Eliezer Ben Yehuda became renown throughout the world as the founder of the modern Hebrew language. Born into a religious family, he grew up in a traditional Jewish shtetl in Lithuania and learned both Yiddish and Hebrew as a child. Under the influence of the Jewish Enlightenment (Haskala), he broke with his past. He began to speak Russian in everyday life and read world literature. Ben Yehuda first studied German and French, followed by English, Latin and Arabic.

On the issue of the “Jewish Question,” he was an advocate of the Jewish people’s right to national self-determination and became one of the founding fathers of Zionism. He aimed to create a Jewish national identity within a secular community with modernized Hebrew as a unifying new language. In 1881, at the age of 23, Ben Yehuda immigrated to Palestine and settled in Jerusalem.

From then on he dedicated his life to the re-establishment of the Hebrew language – which for many centuries had been considered almost exclusively a Jewish prayer language – and to its becoming a contemporary and secular language for daily use.

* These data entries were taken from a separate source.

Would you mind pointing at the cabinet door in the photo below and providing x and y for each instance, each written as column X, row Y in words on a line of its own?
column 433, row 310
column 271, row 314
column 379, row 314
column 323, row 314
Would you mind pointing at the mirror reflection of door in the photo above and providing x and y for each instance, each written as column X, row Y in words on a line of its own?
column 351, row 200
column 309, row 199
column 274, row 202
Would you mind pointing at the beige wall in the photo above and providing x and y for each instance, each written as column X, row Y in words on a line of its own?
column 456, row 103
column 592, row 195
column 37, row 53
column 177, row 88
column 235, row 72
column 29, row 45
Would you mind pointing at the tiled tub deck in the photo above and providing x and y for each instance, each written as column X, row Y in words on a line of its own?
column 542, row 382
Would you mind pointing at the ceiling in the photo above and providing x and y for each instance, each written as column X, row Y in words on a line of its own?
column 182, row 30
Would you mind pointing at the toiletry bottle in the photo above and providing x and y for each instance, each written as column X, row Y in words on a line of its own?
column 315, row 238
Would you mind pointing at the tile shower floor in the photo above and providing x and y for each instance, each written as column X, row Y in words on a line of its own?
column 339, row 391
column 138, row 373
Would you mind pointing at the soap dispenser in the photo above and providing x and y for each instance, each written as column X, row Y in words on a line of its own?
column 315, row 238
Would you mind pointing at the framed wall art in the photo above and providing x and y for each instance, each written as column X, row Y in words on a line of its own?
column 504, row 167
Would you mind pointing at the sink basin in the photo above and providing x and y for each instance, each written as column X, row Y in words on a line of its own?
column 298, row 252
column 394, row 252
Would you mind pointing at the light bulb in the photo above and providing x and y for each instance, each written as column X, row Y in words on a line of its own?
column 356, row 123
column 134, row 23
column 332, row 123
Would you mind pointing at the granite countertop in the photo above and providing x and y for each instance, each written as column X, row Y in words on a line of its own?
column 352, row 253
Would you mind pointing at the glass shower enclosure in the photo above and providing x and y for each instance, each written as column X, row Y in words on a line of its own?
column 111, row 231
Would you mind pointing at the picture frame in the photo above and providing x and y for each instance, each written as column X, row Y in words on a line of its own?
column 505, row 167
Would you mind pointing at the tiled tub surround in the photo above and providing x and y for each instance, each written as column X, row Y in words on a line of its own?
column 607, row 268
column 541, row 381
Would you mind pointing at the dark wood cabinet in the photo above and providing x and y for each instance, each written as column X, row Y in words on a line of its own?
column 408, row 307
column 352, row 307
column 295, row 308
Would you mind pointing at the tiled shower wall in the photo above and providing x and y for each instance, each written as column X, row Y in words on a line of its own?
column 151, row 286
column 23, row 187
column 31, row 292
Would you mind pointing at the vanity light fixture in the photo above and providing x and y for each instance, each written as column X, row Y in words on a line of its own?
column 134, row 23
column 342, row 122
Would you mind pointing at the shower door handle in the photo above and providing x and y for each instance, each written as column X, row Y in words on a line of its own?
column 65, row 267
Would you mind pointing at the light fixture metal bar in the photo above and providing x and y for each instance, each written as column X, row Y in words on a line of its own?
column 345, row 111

Ben Yehuda’s “Complete Dictionary of Ancient and Modern Hebrew,” published by Langenscheidt in eighteen volumes between 1910 and 1959, was his academic life’s work. His work was a great success. By the year 1918, Hebrew had been established – along with English and Arabic – as one of the official languages in Palestine. Eliezer Ben Yehuda passed away in 1922. After the State of Israel was founded, modern Hebrew (Ivrit) became a central pillar of national identity.